Regionalliga: DFL-Vereinen passt die Reform nicht
MÜNSTER Die unumgängliche Reform der Regionalligen wird zu einem immer brisanteren Thema. Nachdem der Westdeutsche Fußball- und Leichtathletik-Verband in der vergangenen Woche den Antrag zum Umbau aufs 2+1-Modell (Nord- und Südstaffel, separate Staffel für Zweitvertretungen) beim DFB eingereicht hatte und damit der Forderung aus Bayern (acht Spielklassen) entgegen trat, meldet sich nun die DFL zu Wort.
Ob die Proteste der Fans bald ein Ende haben? Zumindest ist seit einigen Tagen wieder Schwung reingekommen in die Diskussion um die Regionalliga-Reform. (Foto Christoph Ueberfeld)
Wegfall der Zugeständnisse
Wie der kicker berichtet, ist vor allem der bayerische Ansatz dem Ligaverband ein Dorn im Auge. Aber auch die Auslagerung der Reserveteams dürfte auf wenig Gegenliebe bei den Lizenzklubs stoßen.
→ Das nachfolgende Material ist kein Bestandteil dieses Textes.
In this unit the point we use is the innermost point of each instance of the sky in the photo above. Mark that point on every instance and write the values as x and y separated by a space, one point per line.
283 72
Fraglich ist, ob auf dem DFB-Bundestag in Essen im Oktober nun schon eine einfache oder doch eine Zweidrittel-Mehrheit, die die Landesverbände aufbringen könnten, nötig ist für eine Verabschiedung der heiklen Viertliga-Frage.
Sollte es tatsächlich zu einem radikalen Umbau der Regionalligen kommen (für den auch der SC Preußen vehement eintritt), könnte es weitere Probleme geben. Denn seit der Spielklassenreform von 2008 verzichten die DFL-Vereine auf die TV-Honorare für ihre zweiten Mannschaften sowie auf deren Teilnahme am DFB-Pokal. Diese Zugeständnisse könnten dann schon in Kürze wegfallen.